Briefly

Aruba

Suspects can be held in missing teen case

A judge ruled Wednesday there was sufficient cause to keep holding two former hotel security guards in connection with the disappearance of an Alabama high school student.

The decision means authorities may hold Nick John, 30, and Abraham Jones, 28, for nearly four months while prosecutors investigate possible murder and kidnapping charges in the disappearance of 18-year-old Natalee Holloway, defense attorneys said.

Holloway, of Mountain Brook, Ala., vanished May 30 while on a five-day trip with 124 classmates celebrating their high school graduation on this Dutch Caribbean island.

Police and the FBI kept up their search for Holloway but said a lack of any solid leads was hindering progress.

California

Father, son arrested in al-Qaida probe

A terrorism investigation in this quiet farming town has led to the arrests of a father and son who said he trained at an al-Qaida camp in Pakistan for potential attacks on U.S. hospitals and supermarkets, authorities said.

Federal investigators believe a number of people committed to al-Qaida have been operating in and around Lodi, a wine-growing region about 30 miles south of Sacramento, FBI Agent Keith Slotter said Wednesday. He would not elaborate.

Slotter added that investigators did not have information about any specific plans for an attack, and the father and son were charged only with lying to federal agents about the son’s training at the al-Qaida camp.

Hayat said photos of President Bush and other American political figures were pasted onto targets during weapons training, the affidavit said.

Washington, D.C.

Bush unclear on closing Guantanamo

President Bush on Wednesday left open the possibility that the U.S. prison camp at Guantanamo Bay, Cuba, could be shut down following mounting criticism from former President Carter and others.

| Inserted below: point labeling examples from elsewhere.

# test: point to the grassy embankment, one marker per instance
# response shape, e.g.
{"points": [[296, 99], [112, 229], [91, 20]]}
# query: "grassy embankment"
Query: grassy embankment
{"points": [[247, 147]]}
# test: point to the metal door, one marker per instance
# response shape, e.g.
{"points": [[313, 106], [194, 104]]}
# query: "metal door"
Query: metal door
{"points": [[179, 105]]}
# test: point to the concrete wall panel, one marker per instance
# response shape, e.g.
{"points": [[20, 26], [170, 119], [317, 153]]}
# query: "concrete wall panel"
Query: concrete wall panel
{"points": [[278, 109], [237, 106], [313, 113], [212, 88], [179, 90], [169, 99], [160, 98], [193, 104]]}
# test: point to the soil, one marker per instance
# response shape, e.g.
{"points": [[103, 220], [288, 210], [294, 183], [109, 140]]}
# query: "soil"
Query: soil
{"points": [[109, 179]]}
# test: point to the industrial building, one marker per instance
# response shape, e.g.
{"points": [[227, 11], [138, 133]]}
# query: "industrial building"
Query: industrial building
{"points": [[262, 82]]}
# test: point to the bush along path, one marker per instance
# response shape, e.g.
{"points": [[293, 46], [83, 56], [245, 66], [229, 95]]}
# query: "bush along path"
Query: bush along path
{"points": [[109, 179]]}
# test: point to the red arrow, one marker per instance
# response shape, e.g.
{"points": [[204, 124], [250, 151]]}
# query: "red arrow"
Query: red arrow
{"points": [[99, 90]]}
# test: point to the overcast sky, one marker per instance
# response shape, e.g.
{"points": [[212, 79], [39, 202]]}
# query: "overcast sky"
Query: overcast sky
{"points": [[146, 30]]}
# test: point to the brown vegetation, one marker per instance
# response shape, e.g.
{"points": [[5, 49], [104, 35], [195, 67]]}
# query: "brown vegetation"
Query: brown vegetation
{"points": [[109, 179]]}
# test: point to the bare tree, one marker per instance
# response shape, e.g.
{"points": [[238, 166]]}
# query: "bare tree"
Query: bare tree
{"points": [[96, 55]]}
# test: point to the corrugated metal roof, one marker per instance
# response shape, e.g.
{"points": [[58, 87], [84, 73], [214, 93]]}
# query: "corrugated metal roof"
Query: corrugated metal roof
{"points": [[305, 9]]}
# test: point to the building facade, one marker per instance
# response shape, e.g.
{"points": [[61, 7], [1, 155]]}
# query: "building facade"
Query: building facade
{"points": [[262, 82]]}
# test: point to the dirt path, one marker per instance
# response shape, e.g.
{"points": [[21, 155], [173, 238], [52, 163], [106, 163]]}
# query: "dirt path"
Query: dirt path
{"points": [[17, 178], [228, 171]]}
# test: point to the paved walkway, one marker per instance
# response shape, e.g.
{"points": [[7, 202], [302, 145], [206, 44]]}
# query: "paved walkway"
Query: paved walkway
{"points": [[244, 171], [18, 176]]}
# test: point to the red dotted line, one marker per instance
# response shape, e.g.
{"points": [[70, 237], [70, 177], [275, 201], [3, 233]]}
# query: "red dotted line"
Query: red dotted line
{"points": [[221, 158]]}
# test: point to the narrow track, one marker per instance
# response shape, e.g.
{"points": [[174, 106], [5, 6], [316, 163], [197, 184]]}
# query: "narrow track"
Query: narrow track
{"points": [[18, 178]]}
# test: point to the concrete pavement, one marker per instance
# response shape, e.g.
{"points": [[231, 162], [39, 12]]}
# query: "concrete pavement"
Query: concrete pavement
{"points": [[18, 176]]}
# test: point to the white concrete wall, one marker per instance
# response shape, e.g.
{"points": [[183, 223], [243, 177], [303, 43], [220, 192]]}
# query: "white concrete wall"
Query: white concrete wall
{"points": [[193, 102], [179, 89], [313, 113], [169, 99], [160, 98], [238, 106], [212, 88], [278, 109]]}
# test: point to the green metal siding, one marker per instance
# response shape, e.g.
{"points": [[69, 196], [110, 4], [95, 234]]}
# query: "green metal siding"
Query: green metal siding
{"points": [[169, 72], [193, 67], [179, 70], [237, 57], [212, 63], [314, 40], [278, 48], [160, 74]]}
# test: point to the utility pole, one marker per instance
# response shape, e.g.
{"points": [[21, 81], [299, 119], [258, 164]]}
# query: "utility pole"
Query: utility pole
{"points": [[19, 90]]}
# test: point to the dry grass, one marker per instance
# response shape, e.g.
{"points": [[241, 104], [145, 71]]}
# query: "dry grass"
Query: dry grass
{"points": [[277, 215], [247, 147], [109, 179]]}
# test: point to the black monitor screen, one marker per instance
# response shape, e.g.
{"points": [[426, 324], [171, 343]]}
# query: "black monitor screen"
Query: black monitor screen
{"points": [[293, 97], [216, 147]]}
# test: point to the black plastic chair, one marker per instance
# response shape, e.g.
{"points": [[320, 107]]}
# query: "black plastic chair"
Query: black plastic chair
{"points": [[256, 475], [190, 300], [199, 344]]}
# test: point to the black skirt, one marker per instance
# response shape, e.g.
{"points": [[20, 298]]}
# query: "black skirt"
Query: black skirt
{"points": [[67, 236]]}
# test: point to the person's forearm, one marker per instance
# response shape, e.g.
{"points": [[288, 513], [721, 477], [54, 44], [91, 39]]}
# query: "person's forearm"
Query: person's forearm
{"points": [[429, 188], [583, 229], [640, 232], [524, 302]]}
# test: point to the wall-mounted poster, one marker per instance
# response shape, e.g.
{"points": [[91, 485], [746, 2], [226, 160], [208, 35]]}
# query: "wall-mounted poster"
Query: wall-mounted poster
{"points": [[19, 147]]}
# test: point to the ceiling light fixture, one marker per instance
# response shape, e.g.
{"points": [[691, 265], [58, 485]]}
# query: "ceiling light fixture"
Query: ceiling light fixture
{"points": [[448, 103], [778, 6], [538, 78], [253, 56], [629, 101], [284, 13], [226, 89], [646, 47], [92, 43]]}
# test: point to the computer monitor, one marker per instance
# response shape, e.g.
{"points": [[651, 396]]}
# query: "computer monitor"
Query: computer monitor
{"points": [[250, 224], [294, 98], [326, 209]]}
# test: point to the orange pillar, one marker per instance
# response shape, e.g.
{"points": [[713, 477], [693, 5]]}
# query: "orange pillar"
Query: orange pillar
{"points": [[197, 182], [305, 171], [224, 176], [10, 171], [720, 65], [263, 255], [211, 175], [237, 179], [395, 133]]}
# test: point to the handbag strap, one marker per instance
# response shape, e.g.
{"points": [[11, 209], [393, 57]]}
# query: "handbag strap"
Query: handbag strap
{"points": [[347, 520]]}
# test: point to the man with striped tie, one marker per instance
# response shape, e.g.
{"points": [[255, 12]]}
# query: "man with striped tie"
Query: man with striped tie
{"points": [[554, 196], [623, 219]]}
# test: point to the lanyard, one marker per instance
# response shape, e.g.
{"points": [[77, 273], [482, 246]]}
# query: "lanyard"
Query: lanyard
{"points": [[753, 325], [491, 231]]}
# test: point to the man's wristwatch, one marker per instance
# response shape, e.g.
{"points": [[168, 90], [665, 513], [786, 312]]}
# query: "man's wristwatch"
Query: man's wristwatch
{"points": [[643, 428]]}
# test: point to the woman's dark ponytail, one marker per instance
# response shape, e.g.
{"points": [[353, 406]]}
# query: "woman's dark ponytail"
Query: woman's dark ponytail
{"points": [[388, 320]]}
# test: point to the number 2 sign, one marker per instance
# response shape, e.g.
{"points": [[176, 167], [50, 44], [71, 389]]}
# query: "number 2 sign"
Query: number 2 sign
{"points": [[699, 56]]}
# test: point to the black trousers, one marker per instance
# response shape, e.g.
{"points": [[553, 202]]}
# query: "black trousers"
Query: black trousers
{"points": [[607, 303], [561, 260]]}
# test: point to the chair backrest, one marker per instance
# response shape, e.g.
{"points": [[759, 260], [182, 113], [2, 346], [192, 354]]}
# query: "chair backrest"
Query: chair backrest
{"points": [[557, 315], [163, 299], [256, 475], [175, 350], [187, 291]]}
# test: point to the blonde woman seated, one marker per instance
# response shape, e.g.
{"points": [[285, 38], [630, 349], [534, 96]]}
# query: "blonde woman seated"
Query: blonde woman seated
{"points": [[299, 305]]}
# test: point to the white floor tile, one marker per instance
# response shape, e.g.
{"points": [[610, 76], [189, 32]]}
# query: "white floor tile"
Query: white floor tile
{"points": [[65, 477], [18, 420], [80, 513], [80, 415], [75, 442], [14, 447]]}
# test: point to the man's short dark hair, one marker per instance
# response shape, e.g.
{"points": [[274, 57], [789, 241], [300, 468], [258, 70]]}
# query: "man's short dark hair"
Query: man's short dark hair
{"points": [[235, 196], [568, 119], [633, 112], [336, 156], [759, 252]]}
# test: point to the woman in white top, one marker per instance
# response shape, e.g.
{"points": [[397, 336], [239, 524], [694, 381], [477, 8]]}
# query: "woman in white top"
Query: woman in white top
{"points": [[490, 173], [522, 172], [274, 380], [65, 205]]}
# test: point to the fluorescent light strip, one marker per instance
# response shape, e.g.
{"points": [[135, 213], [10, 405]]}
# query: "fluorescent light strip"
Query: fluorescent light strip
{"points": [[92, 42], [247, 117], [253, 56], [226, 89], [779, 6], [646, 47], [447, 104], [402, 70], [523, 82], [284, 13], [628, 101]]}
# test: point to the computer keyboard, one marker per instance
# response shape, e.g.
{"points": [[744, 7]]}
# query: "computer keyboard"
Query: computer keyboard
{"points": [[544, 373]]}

“We’re exploring all alternatives as to how best to do the main objective, which is to protect America,” Bush said when asked in an interview with Fox News Channel’s Neil Cavuto if he would close the detention center.

Defense Secretary Donald Rumsfeld, however, said he did not know of anyone in the administration who was considering closing Guantanamo. He defended the military’s operation of the camp.

The military provides “a stable and secure and safe environment,” he told reporters traveling with him in Norway.